The incremental benefits of adding NBE and DVPI measurements are useful. In experienced hands these measurements can usually be performed within 5–10 minutes, at the same time as an NT measurement. ^13,14 The cost of the ultrasound component of the Combined or Integrated tests is enormously variable between centres, but the additional cost of measuring NBE and DVPI in the same ultrasound examination used for NT measurement should not be great. PlGF is of little value at about 11 weeks’ gestation, but is useful in those pregnancies seen later in the first trimester, and the contribution to the overall cost of testing is relatively small.

These estimates of screening performance are close to those recently reported for maternal plasma DNA sequencing methods. These can achieve detection rates of about 98% or more with false-positive rates of about 0.2% or less with test failure rates between 3% and 7%. ^15–17 At present, the main concern with DNA testing is this failure rate, the cost of the test and the need to send samples to specialist DNA sequencing laboratories. If a DNA result is not available, the pregnancy would either have to be regarded as screen-positive, and an amniocentesis offered, or screen-negative, and an amniocentesis not offered. If regarded as screen-positive, the overall false-positive rate would be about 3.2% or more. For the same 98% detection rate, the false-positive rate of the Integrated test with DVPI, NBE and PlGF is 2.7% (Table 1). Screening using biochemistry, ultrasound and maternal age may also lack one or two markers (e.g. a nasal bone result), but unlike DNA testing, a result can still be given based on markers for which results are available, and such occasional missing data have little effect on overall screening performance.

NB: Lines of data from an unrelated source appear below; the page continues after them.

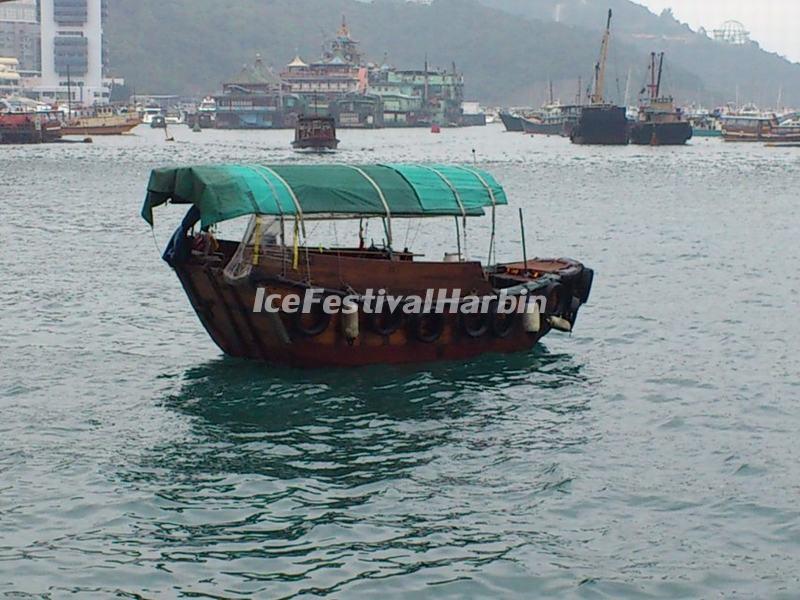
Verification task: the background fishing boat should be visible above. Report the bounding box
[720,111,800,143]
[630,52,692,146]
[61,106,141,136]
[570,10,628,145]
[292,115,339,152]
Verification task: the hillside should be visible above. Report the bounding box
[107,0,800,104]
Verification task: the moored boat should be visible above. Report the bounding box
[630,52,692,146]
[499,110,524,133]
[522,101,567,135]
[142,165,593,367]
[570,10,628,145]
[0,112,61,144]
[720,111,800,143]
[61,106,141,136]
[292,115,339,152]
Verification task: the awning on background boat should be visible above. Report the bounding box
[142,164,508,227]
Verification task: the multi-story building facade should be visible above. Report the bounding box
[0,56,19,96]
[0,0,40,76]
[36,0,109,105]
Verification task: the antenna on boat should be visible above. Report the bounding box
[519,207,528,271]
[67,65,72,120]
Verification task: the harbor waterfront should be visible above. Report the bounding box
[0,124,800,599]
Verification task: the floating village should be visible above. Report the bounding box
[0,7,800,151]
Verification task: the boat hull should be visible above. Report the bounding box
[522,119,564,135]
[0,114,62,144]
[630,122,692,146]
[570,105,628,146]
[500,112,524,133]
[692,127,722,137]
[61,121,139,135]
[172,242,591,367]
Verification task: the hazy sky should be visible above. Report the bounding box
[634,0,800,62]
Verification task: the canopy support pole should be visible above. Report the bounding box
[456,166,497,265]
[455,217,462,261]
[420,165,468,260]
[346,165,392,251]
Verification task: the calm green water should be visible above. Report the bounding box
[0,127,800,598]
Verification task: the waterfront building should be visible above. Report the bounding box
[369,64,464,127]
[0,0,40,76]
[214,55,303,129]
[281,19,368,115]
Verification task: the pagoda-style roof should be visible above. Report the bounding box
[226,54,281,87]
[286,54,308,69]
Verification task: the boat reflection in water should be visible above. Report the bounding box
[156,346,589,474]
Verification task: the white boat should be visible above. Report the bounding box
[142,104,164,125]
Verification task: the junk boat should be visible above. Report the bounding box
[630,52,692,146]
[142,164,594,367]
[0,111,61,144]
[570,10,628,146]
[500,110,524,133]
[61,106,141,136]
[292,115,339,152]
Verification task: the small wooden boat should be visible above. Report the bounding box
[721,112,800,143]
[142,165,593,367]
[292,115,339,152]
[0,112,62,144]
[500,110,524,133]
[61,107,142,136]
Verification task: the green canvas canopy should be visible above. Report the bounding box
[142,164,508,227]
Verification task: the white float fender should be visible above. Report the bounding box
[342,309,359,341]
[547,317,572,333]
[522,302,542,333]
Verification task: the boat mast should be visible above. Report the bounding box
[647,52,656,100]
[656,52,664,98]
[592,9,611,104]
[625,67,633,106]
[67,65,72,119]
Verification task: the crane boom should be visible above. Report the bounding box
[592,8,611,104]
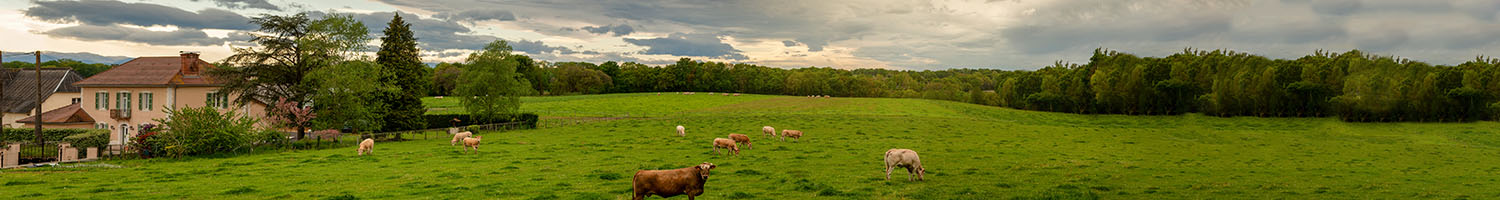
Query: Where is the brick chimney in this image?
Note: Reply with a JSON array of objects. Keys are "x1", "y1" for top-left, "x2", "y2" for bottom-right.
[{"x1": 180, "y1": 51, "x2": 203, "y2": 75}]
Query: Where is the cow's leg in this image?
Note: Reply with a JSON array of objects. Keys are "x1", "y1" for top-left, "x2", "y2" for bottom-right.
[
  {"x1": 906, "y1": 167, "x2": 917, "y2": 180},
  {"x1": 885, "y1": 165, "x2": 891, "y2": 180}
]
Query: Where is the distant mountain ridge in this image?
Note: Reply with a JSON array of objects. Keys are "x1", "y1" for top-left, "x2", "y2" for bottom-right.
[{"x1": 5, "y1": 51, "x2": 135, "y2": 65}]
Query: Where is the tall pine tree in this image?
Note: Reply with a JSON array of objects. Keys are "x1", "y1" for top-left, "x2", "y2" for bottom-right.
[{"x1": 375, "y1": 14, "x2": 432, "y2": 131}]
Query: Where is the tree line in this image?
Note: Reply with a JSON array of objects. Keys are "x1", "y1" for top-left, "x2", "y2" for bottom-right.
[{"x1": 428, "y1": 48, "x2": 1500, "y2": 122}]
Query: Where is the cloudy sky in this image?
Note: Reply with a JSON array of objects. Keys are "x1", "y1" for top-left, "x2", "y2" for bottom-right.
[{"x1": 0, "y1": 0, "x2": 1500, "y2": 69}]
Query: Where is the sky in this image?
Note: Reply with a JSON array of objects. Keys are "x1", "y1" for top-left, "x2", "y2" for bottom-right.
[{"x1": 0, "y1": 0, "x2": 1500, "y2": 71}]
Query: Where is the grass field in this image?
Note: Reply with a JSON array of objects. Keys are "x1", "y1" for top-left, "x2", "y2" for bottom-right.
[{"x1": 0, "y1": 93, "x2": 1500, "y2": 200}]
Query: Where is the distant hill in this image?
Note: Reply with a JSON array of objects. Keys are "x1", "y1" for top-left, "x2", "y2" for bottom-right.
[
  {"x1": 42, "y1": 51, "x2": 135, "y2": 65},
  {"x1": 5, "y1": 51, "x2": 135, "y2": 65}
]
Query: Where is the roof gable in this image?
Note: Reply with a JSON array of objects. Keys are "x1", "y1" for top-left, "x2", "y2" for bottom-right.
[
  {"x1": 0, "y1": 68, "x2": 83, "y2": 113},
  {"x1": 15, "y1": 104, "x2": 95, "y2": 123},
  {"x1": 75, "y1": 56, "x2": 216, "y2": 87}
]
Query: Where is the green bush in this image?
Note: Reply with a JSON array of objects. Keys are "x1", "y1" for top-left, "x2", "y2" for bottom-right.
[
  {"x1": 0, "y1": 128, "x2": 99, "y2": 141},
  {"x1": 146, "y1": 107, "x2": 260, "y2": 158},
  {"x1": 63, "y1": 129, "x2": 110, "y2": 149}
]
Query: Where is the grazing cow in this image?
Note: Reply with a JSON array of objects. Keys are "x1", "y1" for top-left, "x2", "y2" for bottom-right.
[
  {"x1": 714, "y1": 138, "x2": 740, "y2": 156},
  {"x1": 449, "y1": 131, "x2": 474, "y2": 146},
  {"x1": 630, "y1": 162, "x2": 719, "y2": 200},
  {"x1": 782, "y1": 129, "x2": 803, "y2": 141},
  {"x1": 729, "y1": 134, "x2": 755, "y2": 149},
  {"x1": 885, "y1": 149, "x2": 927, "y2": 180},
  {"x1": 464, "y1": 135, "x2": 485, "y2": 153},
  {"x1": 359, "y1": 138, "x2": 375, "y2": 155}
]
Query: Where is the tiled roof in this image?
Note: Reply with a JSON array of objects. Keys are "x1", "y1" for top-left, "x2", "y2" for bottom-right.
[
  {"x1": 0, "y1": 68, "x2": 83, "y2": 113},
  {"x1": 75, "y1": 56, "x2": 216, "y2": 86},
  {"x1": 15, "y1": 104, "x2": 95, "y2": 123}
]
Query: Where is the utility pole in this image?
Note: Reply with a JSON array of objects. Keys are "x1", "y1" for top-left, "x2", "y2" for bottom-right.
[{"x1": 33, "y1": 51, "x2": 42, "y2": 144}]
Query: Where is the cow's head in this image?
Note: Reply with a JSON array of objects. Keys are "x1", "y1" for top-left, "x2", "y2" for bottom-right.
[{"x1": 698, "y1": 162, "x2": 719, "y2": 180}]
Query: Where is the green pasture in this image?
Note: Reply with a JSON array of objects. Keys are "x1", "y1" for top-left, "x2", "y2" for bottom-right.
[{"x1": 0, "y1": 93, "x2": 1500, "y2": 200}]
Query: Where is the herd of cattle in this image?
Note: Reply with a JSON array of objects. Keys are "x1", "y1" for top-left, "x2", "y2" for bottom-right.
[
  {"x1": 630, "y1": 125, "x2": 927, "y2": 200},
  {"x1": 357, "y1": 93, "x2": 927, "y2": 200}
]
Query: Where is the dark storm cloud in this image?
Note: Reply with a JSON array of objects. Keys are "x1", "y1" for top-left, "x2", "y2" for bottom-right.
[
  {"x1": 192, "y1": 0, "x2": 281, "y2": 11},
  {"x1": 24, "y1": 0, "x2": 255, "y2": 30},
  {"x1": 435, "y1": 9, "x2": 516, "y2": 23},
  {"x1": 44, "y1": 26, "x2": 225, "y2": 45},
  {"x1": 311, "y1": 12, "x2": 575, "y2": 54},
  {"x1": 581, "y1": 24, "x2": 636, "y2": 36},
  {"x1": 626, "y1": 33, "x2": 749, "y2": 60}
]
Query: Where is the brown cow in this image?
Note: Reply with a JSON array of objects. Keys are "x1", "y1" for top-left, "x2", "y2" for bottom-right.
[
  {"x1": 464, "y1": 135, "x2": 485, "y2": 153},
  {"x1": 714, "y1": 138, "x2": 740, "y2": 156},
  {"x1": 359, "y1": 138, "x2": 375, "y2": 155},
  {"x1": 729, "y1": 134, "x2": 755, "y2": 149},
  {"x1": 782, "y1": 129, "x2": 803, "y2": 141},
  {"x1": 885, "y1": 149, "x2": 927, "y2": 180},
  {"x1": 630, "y1": 162, "x2": 717, "y2": 200}
]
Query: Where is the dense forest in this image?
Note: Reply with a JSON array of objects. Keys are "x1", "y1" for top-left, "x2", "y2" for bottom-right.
[{"x1": 429, "y1": 48, "x2": 1500, "y2": 122}]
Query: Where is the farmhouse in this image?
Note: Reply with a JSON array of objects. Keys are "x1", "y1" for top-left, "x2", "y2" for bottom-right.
[
  {"x1": 72, "y1": 51, "x2": 266, "y2": 149},
  {"x1": 0, "y1": 68, "x2": 83, "y2": 128}
]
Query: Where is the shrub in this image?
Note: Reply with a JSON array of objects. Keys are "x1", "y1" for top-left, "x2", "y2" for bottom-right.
[
  {"x1": 146, "y1": 107, "x2": 257, "y2": 158},
  {"x1": 0, "y1": 128, "x2": 98, "y2": 141},
  {"x1": 63, "y1": 129, "x2": 110, "y2": 149}
]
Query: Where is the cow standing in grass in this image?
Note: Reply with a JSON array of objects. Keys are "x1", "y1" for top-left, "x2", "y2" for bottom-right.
[
  {"x1": 714, "y1": 138, "x2": 740, "y2": 156},
  {"x1": 359, "y1": 138, "x2": 375, "y2": 155},
  {"x1": 464, "y1": 135, "x2": 485, "y2": 153},
  {"x1": 782, "y1": 129, "x2": 803, "y2": 141},
  {"x1": 630, "y1": 162, "x2": 717, "y2": 200},
  {"x1": 729, "y1": 134, "x2": 755, "y2": 149},
  {"x1": 885, "y1": 149, "x2": 927, "y2": 180},
  {"x1": 761, "y1": 126, "x2": 776, "y2": 137}
]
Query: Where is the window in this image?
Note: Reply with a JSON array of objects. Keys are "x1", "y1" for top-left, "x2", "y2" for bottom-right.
[
  {"x1": 114, "y1": 92, "x2": 131, "y2": 110},
  {"x1": 95, "y1": 92, "x2": 110, "y2": 110},
  {"x1": 120, "y1": 123, "x2": 134, "y2": 138},
  {"x1": 138, "y1": 92, "x2": 156, "y2": 110},
  {"x1": 207, "y1": 92, "x2": 230, "y2": 108},
  {"x1": 209, "y1": 92, "x2": 230, "y2": 108}
]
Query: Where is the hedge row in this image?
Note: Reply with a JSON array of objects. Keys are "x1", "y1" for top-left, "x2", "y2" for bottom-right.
[{"x1": 0, "y1": 128, "x2": 108, "y2": 141}]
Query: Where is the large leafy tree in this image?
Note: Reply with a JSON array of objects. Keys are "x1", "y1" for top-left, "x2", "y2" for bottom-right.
[
  {"x1": 209, "y1": 14, "x2": 369, "y2": 138},
  {"x1": 375, "y1": 14, "x2": 432, "y2": 131},
  {"x1": 308, "y1": 60, "x2": 401, "y2": 132},
  {"x1": 453, "y1": 41, "x2": 534, "y2": 122},
  {"x1": 432, "y1": 63, "x2": 464, "y2": 96}
]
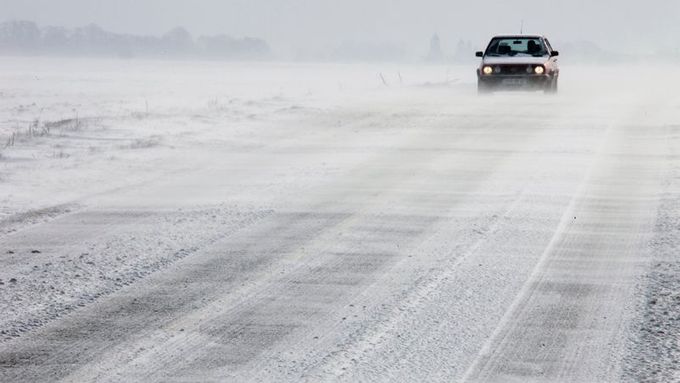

So, while screening performance with non-DNA methods is less than that reported for DNA methods, the difference is small and the method of choice uncertain. Comparisons between non-DNA screening methods and DNA methods need to take account of several factors, including cost, simplicity and provision of other clinical information that might be of relevance to the pregnancy, such as screening for pre-eclampsia. It would be useful if DNA sequencing screening methods were introduced in selected centres together with the best available non-DNA methods so that experience and data with both methods are gained in the same pregnancies to compare their screening performance, cost, ease of use and incidental clinical benefits in the same women.

Disclosure of interests: NW holds patents for the Integrated test. He is a Director of Logical Medical Systems Ltd which produces software for the interpretation of Down's syndrome screening tests.